The robots have been continually refined over the years, with better technology added for each new generation of devices. The newest model, the da Vinci Xi, has longer arms that can rotate a full 180 degrees, enabling better access to specific sites in the patient, and includes a stapling instrument that allows the surgeon to sew the healthy parts of the colon together.

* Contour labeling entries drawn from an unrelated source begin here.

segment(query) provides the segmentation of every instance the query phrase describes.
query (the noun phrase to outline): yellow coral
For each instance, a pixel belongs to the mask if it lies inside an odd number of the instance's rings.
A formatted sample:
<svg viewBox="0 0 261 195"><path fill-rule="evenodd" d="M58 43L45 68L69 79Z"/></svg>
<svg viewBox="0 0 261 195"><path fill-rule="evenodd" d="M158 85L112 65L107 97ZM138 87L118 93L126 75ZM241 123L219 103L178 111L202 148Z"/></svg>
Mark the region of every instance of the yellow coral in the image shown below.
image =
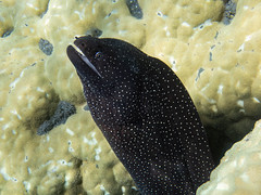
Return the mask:
<svg viewBox="0 0 261 195"><path fill-rule="evenodd" d="M210 182L201 185L197 194L261 194L261 120L222 158L212 171Z"/></svg>
<svg viewBox="0 0 261 195"><path fill-rule="evenodd" d="M261 115L259 1L238 0L227 26L220 23L221 0L139 3L142 20L130 16L121 0L0 2L1 194L130 194L130 177L83 109L80 82L65 54L74 37L91 28L172 66L216 143L223 136L239 140ZM41 38L53 46L51 55L40 51ZM76 105L77 114L37 135L60 100ZM250 167L244 176L256 180ZM246 177L236 182L244 184Z"/></svg>

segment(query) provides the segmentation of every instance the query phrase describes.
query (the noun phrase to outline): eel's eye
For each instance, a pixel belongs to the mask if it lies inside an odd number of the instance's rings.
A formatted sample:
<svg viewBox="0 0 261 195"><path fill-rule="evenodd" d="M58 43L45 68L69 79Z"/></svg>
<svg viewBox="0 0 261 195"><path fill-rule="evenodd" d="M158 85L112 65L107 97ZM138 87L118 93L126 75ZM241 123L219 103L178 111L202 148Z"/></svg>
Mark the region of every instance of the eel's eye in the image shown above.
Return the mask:
<svg viewBox="0 0 261 195"><path fill-rule="evenodd" d="M101 53L101 52L97 52L97 53L95 54L95 58L97 58L97 60L99 60L101 56L102 56L102 53Z"/></svg>

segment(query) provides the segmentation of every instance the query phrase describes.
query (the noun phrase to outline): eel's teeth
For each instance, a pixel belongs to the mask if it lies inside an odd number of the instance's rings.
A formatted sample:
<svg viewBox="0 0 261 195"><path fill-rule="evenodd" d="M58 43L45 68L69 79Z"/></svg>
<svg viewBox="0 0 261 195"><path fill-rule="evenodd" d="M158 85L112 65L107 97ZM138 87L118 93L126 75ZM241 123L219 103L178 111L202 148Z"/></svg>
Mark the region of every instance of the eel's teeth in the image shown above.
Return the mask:
<svg viewBox="0 0 261 195"><path fill-rule="evenodd" d="M88 60L88 57L82 52L82 50L80 50L77 46L75 46L74 49L76 50L78 56L79 56L97 75L99 75L100 78L102 78L101 75L100 75L100 73L96 69L95 65L91 64L91 62L90 62L90 61Z"/></svg>

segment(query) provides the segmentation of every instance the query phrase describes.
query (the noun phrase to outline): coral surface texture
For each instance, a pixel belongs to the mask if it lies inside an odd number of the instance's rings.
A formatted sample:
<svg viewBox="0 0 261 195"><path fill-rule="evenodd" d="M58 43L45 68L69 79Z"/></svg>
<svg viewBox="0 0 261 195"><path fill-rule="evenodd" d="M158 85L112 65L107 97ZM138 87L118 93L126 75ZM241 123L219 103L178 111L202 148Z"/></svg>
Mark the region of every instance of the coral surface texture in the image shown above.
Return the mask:
<svg viewBox="0 0 261 195"><path fill-rule="evenodd" d="M0 194L138 193L92 121L66 56L84 35L123 39L172 67L219 161L261 118L261 2L225 3L0 1ZM261 194L260 131L259 121L197 193Z"/></svg>

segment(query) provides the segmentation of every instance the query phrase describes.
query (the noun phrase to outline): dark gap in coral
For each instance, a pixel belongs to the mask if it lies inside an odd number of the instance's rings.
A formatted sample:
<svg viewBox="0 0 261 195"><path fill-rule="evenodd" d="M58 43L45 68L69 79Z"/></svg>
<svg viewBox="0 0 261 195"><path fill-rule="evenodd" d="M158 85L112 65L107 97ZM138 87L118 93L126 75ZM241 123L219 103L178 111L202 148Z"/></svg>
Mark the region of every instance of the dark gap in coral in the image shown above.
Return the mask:
<svg viewBox="0 0 261 195"><path fill-rule="evenodd" d="M90 109L89 109L89 106L88 106L88 105L85 105L85 106L84 106L84 110L87 110L87 112L90 110Z"/></svg>
<svg viewBox="0 0 261 195"><path fill-rule="evenodd" d="M225 3L225 9L223 13L222 22L225 25L229 25L236 15L236 2L234 0L223 0Z"/></svg>
<svg viewBox="0 0 261 195"><path fill-rule="evenodd" d="M10 36L12 32L13 32L14 28L13 27L10 27L8 28L3 34L2 34L2 38L5 38L8 36Z"/></svg>
<svg viewBox="0 0 261 195"><path fill-rule="evenodd" d="M40 18L42 18L44 15L47 13L48 8L49 8L49 3L50 3L50 0L49 0L48 3L46 4L45 11L39 14Z"/></svg>
<svg viewBox="0 0 261 195"><path fill-rule="evenodd" d="M40 39L39 40L39 49L46 54L46 55L51 55L53 46L46 39Z"/></svg>
<svg viewBox="0 0 261 195"><path fill-rule="evenodd" d="M94 27L94 28L88 29L85 35L87 35L87 36L90 35L91 37L98 38L102 35L102 30Z"/></svg>
<svg viewBox="0 0 261 195"><path fill-rule="evenodd" d="M46 134L54 127L65 123L67 118L75 113L76 108L73 104L65 101L60 101L53 116L49 120L46 120L42 125L40 125L40 127L37 129L37 134Z"/></svg>
<svg viewBox="0 0 261 195"><path fill-rule="evenodd" d="M126 0L126 4L132 16L136 17L137 20L142 18L144 13L139 6L138 0Z"/></svg>

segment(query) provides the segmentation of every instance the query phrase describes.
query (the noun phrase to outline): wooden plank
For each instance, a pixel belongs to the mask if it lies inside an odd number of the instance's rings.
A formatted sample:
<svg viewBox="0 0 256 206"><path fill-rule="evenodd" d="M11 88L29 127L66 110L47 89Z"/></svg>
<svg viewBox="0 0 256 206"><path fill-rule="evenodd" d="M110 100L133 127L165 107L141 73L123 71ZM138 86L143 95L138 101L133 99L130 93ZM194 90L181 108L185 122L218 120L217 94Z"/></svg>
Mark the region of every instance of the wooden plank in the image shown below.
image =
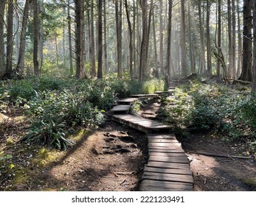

“These enhancements make it easier for the surgeon to work with more precision, which should lower complication risks even further while maintaining good outcomes regarding the treatment of the cancer,” Dr. Garcia-Aguilar says. “This means less postoperative pain, lower infection rates at the surgical site, and a lower risk of complications such as bowel obstruction and abdominal hernia.”
A Faster Recovery
For Mr. Mendys, the benefits of robot-assisted surgery were obvious. With no significant side effects, he was discharged from Memorial Hospital and on his way home in just 72 hours.
“When I woke up from the operation, I saw there were just five half-inch or quarter-inch incisions around my belly button,” he says. “The first question Dr. Garcia-Aguilar asked me was whether everything was working properly regarding urination and bowel function. It was really important to him. I credit his surgical skills with the robot for the success of the operation and my recovery going so smoothly. It shows the importance of patients and caregivers doing their research to find a healthcare professional who specializes in treating their condition.”